Gosh, I hadn't thought about that for a long time. I still stand by my belief that none of us can understand what it feels like to walk in another person's shoes, and when we start trying to do that more, and only then, will the world start to change. I am hoping that I am teaching Katie that. I have talked to her about the protests and George Floyd. She is 9. I tried to do it in an age appropriate way. But is there an age appropriate way to talk about this hate and racism? I don't know.

So I've written a blog post myself in this comment--SORRY. But thank you for making me think this morning. Hugs.

Sue Bradford Edwards said...

Like Angela, I live in an area that is very mixed. Unlike where Angela lives, they have not figured out how to be cool about it.

When we moved in, over a dozen years ago, someone stopped in front of the house and called out, "It is so good to see white people moving into the area again."

It is so easy to forget how widespread these attitudes are.

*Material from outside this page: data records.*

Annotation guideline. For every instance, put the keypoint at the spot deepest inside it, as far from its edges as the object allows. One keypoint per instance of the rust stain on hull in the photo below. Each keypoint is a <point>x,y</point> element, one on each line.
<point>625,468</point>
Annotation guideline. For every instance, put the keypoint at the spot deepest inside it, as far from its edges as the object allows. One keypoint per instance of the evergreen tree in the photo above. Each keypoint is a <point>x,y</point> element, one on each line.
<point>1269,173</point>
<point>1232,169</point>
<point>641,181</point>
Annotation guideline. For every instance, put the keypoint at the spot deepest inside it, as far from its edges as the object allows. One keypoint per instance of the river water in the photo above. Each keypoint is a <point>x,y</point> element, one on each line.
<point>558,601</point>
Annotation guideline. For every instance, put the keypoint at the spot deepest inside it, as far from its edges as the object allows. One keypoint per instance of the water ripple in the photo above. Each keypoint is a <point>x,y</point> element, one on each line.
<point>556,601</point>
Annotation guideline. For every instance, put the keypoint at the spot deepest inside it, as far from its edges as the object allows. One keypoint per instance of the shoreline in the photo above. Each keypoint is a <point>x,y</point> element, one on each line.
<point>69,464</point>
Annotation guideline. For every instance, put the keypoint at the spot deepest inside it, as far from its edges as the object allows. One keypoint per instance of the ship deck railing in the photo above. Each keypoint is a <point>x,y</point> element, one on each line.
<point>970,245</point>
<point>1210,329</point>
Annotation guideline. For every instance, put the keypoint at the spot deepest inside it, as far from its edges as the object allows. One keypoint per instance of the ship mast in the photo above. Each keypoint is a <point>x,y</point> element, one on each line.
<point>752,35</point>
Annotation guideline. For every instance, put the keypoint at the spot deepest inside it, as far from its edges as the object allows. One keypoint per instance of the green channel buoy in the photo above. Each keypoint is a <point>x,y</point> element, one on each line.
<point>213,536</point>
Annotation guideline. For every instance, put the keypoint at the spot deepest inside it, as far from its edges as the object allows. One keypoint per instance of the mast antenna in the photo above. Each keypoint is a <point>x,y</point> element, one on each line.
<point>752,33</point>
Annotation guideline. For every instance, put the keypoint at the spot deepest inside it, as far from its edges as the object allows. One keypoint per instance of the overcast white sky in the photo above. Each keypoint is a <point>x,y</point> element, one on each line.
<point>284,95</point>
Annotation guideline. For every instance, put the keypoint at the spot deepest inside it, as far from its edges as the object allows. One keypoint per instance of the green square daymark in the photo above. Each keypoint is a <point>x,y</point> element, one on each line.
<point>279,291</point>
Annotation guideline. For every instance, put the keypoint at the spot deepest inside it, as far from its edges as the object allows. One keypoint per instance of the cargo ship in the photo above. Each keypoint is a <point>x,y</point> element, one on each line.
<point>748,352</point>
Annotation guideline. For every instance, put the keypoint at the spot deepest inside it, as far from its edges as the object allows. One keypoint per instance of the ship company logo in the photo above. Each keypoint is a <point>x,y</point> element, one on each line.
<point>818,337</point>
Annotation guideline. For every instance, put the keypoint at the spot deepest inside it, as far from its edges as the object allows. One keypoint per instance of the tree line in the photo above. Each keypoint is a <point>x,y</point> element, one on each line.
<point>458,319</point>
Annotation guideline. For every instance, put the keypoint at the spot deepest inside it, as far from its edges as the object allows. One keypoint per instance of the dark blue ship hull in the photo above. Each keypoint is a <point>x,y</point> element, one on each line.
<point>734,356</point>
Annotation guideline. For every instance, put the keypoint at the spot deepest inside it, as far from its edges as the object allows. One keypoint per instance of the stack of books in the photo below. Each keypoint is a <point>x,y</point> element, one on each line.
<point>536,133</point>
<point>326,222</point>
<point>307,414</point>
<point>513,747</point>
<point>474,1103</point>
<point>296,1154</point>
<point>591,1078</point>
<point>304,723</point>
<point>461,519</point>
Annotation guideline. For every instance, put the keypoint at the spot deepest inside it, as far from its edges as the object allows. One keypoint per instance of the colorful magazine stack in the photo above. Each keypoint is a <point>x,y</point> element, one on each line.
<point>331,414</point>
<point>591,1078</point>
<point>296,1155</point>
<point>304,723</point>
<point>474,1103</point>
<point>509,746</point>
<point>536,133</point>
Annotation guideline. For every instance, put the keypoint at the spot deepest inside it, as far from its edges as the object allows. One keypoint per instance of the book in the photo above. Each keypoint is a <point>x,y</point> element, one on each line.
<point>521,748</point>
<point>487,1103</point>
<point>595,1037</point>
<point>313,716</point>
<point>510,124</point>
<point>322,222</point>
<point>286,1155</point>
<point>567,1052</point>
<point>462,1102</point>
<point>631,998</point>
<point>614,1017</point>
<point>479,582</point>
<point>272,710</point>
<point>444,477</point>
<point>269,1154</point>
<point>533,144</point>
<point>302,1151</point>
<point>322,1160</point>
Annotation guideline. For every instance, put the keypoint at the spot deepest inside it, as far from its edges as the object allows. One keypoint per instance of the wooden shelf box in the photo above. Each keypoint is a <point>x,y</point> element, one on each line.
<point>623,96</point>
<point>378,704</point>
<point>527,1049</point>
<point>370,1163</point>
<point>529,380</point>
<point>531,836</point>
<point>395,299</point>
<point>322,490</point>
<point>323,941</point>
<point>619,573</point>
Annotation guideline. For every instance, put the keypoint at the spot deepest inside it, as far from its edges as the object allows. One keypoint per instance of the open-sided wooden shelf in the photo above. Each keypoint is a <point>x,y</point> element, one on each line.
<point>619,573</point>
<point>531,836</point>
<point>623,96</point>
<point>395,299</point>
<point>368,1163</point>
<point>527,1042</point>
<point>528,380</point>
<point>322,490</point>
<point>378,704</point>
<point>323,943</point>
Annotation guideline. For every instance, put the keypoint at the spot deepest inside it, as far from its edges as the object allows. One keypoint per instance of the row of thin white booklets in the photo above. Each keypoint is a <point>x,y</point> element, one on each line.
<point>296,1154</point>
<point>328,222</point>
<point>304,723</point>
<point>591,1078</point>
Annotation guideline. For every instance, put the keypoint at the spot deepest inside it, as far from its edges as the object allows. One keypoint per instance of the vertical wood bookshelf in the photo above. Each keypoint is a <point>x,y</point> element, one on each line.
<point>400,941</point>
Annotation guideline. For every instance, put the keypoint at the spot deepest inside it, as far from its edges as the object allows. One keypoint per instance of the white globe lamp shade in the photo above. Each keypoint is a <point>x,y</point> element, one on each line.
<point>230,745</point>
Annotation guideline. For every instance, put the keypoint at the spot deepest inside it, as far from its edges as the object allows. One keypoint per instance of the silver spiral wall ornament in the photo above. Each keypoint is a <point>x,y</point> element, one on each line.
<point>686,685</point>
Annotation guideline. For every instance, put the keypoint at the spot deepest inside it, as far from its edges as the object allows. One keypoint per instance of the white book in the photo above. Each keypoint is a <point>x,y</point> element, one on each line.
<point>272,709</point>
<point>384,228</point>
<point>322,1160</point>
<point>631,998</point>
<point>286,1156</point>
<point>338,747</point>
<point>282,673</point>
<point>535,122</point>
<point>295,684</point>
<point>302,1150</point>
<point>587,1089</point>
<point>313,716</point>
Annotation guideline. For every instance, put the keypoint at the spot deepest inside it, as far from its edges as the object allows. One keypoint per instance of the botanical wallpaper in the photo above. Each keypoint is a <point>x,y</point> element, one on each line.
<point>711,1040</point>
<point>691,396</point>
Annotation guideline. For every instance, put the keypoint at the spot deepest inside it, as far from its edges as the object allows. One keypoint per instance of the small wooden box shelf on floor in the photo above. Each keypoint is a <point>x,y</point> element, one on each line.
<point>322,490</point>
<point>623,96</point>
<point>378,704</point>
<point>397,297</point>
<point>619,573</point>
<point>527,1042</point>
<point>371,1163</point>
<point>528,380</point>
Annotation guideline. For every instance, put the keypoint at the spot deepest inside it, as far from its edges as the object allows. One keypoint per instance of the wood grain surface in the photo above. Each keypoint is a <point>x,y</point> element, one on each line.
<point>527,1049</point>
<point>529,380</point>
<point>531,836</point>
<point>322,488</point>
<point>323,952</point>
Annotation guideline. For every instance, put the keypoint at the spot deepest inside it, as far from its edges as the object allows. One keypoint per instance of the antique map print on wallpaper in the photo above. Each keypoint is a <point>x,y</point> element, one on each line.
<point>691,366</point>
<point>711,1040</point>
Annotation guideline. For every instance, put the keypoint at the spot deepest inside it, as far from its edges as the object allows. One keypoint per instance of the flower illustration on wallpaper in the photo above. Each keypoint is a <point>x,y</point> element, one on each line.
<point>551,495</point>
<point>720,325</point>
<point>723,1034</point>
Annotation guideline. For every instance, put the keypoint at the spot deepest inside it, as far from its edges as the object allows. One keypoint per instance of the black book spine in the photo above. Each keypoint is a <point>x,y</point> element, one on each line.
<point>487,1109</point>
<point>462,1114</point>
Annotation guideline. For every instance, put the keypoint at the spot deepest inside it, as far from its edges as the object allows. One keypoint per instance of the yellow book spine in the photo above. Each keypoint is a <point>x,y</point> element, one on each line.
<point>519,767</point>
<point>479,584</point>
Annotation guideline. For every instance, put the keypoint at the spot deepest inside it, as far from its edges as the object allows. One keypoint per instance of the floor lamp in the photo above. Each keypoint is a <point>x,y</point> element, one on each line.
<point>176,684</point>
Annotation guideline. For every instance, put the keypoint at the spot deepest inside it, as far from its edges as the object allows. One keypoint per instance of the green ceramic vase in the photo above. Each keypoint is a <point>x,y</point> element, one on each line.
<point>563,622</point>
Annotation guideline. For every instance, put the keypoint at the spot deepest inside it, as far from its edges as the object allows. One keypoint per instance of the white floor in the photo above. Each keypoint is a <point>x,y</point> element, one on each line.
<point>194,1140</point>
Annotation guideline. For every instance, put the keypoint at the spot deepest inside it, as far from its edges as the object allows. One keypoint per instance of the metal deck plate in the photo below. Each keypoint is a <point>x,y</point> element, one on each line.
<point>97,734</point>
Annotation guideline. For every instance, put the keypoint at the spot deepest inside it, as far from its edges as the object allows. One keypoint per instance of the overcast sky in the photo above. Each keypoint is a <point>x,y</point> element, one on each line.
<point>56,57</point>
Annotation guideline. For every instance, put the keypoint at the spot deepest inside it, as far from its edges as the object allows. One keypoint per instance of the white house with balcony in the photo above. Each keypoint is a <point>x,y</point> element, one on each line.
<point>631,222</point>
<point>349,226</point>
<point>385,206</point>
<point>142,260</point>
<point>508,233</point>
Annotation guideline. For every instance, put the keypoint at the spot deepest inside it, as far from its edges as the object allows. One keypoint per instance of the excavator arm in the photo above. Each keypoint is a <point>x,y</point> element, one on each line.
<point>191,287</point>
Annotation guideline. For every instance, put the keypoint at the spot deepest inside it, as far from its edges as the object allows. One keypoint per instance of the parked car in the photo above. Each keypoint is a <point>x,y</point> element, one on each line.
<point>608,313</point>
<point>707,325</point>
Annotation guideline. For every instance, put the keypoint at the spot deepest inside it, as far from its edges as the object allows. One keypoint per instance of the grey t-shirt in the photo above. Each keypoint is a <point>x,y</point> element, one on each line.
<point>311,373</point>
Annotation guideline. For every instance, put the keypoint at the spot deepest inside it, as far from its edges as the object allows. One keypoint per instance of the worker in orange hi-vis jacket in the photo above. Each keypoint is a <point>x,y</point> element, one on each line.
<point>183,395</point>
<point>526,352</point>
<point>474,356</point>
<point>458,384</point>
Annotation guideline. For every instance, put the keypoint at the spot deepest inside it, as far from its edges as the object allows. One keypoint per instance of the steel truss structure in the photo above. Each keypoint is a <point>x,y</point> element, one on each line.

I'm trying to remember the quote from Maya Angelou's Letter to My Daughter:

“Macon, Georgia, is down south, New York City is up south."

It is so easy to consider racism something that is Down There and not here and in each of us.


Marcia Peterson said...

Renee, thank you for sharing this. I stand with you.
As you pointed out, as moms we have a role to play with the kids we are raising. I am heartened by what I see with my (now college-aged) kids and their friends--what they stand for and the actions they take.

Renee Roberson said...

Thank you everyone for sharing your stories! I think the common theme here is that if you aren't walking in another person's shoes, you can't know their whole story, even if you are the most well-intentioned person in the world. As Sioux pointed out, it's time to use our voices for change, even when it's hard.

As I type this, I've just returned from a very peaceful protest in our town (encouraged by my daughter and her friends) that included our town's police officers and people of all ethnicities and colors. My daughter said it gave her hope, hearing the black speakers they had lined up sharing their stories and the police officers showing their support.

I was hesitant to share this post because of some of the nastiness I've seen all over social media this week. A lot of white bloggers/influencers I follow were basically attacked if they didn't use their platforms to speak up for #blacklivesmatter, and in some cases, if they did try to say something, their words were twisted and they were attacked all over again. We're talking cooking and lifestyle bloggers who may have never even realized they weren't catering to followers of a variety of enthnicities. And the attacks were coming from white and black followers, so it was awful to watch happen and made me fearful of sharing my own thoughts.

I find it so sad that those of us of mixed race have had periods in our lives where we were embarrassed of our families and our heritage. And it sounds like a lot of it comes from the schoolyard, so to speak. Where do children learn these racial slurs to make up the songs and chants? It has to be at home.

Cathy C. Hall said...

A writer friend of mine--who identifies as a Christian in an interracial marriage--spoke about his thoughts on the current events and asked his teenage daughter to share what she had told him earlier about peace.

As it happens, harmony is another word for peace, she said. But when it comes to music, harmony is not one voice. That's kind of boring, the one-song.

To make beautiful, interesting music, the seemingly disparate voices have to come together. In my choir, we sing 4 part harmonies and sometimes 8 part harmonies. It's always better the more harmonies we have.

My friend's daughter used a simple analogy but it's one I think we can all understand. It's not an either-or world we live in. It's and.

And just like my choir will spend months getting a complicated song from lousy to awesome, I expect we have lots of work to do. Together, diligently, respectfully.

Sue Bradford Edwards said...

The One Song vs Harmony. Love that way of looking at it. Of couse, I also sing in a choir so I'm likely more than a bit biased.